Monte Carlo (git) Tree Search
Autoresearch with Monte Carlo Tree Search on Git Trees
There has been a tremendous interest in doing autoresearch with LLM agents. The core idea is that since LLM’s have intelligence (the amount for real world problem solving is still being debated), have infinite stamina and have access to the abundance of information on the web including all recent research, then they could automate parts of the research pipeline that we all do. Evidently, the writing was on the wall and there is a whole swath of start ups that try to capitalize on this idea with the idea of an AI scientist (Periodic Labs, FutureHouse etc).
LLM’s rely on the iterative filling of their context (to have context at all) and you can add a RAG system, but then you’re still dependent on what’s in your context. So whatever a LLM does to solve a problem is highly influenced by what’s in it’s context. Of course there is a lot of baseline intelligence in LLM’s, but the context is still a huge factor in what it can do.
But research is not a linear process in the same way that we linearly and monotonically fill up a context. Research consist of many rabbit holes, dead ends and resets. This resetting is something that LLM’s are not ideally placed to do due to the their dependence on the context when trying to find solutions to problems by trial and error.
That begs the question: can we wrap a harness around a LLM to make it more like a human researcher that’s able to deal with setbacks, rabbit hole failures and resetting the context when needed?
Graduate student descent
There’s an old joke in machine learning that the real optimization algorithm behind most papers isn’t Adam or SGD. It’s graduate student descent: a PhD student sits in front of a screen, semi-informed, and tweaks things. Bump the learning rate. Swap out a loss term. Try a slightly different architecture. Rerun. Squint at the validation number. Try again.
Most of this is busywork — hyperparameter fiddling, “what if I change this one thing,” waiting for the run to finish. Only a handful of the tries actually matter, and the student usually can’t tell in advance which ones, which is exactly why they have to keep trying.

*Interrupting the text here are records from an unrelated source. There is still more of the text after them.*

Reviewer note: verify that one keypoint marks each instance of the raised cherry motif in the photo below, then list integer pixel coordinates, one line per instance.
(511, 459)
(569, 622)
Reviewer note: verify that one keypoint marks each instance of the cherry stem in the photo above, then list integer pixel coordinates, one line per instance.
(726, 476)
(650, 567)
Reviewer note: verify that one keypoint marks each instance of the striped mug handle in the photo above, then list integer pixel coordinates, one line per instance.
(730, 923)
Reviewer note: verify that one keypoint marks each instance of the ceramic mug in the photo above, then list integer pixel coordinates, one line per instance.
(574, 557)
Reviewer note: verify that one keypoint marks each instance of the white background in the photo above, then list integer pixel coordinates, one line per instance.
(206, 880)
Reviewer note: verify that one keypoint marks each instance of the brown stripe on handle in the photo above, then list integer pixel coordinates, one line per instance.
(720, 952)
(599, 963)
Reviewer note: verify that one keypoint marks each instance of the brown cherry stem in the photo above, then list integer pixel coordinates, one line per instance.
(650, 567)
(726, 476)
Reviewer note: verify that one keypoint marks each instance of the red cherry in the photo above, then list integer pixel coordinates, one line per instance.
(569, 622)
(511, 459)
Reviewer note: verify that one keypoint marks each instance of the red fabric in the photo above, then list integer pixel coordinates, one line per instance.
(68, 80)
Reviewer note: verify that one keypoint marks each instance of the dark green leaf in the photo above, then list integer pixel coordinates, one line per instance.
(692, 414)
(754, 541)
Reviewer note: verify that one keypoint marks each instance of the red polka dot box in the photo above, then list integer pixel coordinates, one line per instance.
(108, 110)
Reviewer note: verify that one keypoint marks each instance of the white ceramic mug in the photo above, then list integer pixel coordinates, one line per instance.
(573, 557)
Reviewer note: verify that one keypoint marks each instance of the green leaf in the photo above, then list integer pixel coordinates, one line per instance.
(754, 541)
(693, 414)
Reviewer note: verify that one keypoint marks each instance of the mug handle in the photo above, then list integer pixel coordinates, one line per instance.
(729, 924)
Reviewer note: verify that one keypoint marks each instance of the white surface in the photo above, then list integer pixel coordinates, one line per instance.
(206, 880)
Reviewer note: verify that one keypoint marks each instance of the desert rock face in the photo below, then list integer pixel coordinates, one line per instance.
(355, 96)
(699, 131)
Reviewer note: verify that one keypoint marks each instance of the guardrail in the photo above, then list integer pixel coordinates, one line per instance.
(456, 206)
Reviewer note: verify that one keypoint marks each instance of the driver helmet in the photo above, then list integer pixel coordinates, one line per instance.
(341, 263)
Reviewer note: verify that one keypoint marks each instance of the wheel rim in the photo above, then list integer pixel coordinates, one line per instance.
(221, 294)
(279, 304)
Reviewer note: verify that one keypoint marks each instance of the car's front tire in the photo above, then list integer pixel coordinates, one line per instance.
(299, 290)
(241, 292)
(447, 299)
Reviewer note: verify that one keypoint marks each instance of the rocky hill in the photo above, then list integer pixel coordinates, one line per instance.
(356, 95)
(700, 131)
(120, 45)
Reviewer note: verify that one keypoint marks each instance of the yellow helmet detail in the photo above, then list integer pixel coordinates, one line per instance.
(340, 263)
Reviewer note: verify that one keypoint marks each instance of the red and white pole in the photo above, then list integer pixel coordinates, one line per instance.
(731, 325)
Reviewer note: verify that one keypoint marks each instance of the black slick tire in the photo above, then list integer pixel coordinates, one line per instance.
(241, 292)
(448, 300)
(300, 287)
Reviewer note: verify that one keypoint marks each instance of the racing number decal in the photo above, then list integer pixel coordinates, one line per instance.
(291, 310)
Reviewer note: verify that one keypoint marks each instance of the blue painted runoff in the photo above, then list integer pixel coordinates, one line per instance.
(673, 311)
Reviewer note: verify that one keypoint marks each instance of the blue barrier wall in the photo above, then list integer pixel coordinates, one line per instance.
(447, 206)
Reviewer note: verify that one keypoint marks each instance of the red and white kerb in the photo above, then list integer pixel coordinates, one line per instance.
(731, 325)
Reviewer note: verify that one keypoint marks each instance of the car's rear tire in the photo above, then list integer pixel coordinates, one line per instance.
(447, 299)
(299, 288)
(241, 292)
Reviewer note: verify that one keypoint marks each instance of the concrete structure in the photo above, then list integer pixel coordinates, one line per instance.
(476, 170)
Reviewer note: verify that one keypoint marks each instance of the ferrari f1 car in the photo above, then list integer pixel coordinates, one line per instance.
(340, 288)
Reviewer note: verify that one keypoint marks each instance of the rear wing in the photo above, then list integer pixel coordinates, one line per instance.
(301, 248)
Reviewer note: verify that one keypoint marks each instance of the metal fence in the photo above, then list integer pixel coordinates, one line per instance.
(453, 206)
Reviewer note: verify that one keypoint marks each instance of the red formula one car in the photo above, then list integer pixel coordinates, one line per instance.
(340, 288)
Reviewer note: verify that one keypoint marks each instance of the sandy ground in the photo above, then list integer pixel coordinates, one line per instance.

Having done a PhD in machine learing I’m all too familiar with this process. I have spent countless hours doing this exact loop, it’s unfortunately necessary to get a good result, but it’s also mind numbing and not very fun when you haven’t found the magic combination yet. I doubt we’ll be able to do away with graduate student descent as machine learning is intrinsically a latent model problem where try to explain/model/predict data and generalize from it. If you’ve done machine learning research you’ll know th Bermuda triangle of hope between model architecture, parameter optimization and data quirks.
Your graduate student of choice would
- proposes a change, based on a hunch about what might help,
- evaluates it by running a training job and reading off a number,
- and then decides what to try next — usually by leaning into whatever’s been working, but every so often taking a flyer on a direction they’ve barely touched.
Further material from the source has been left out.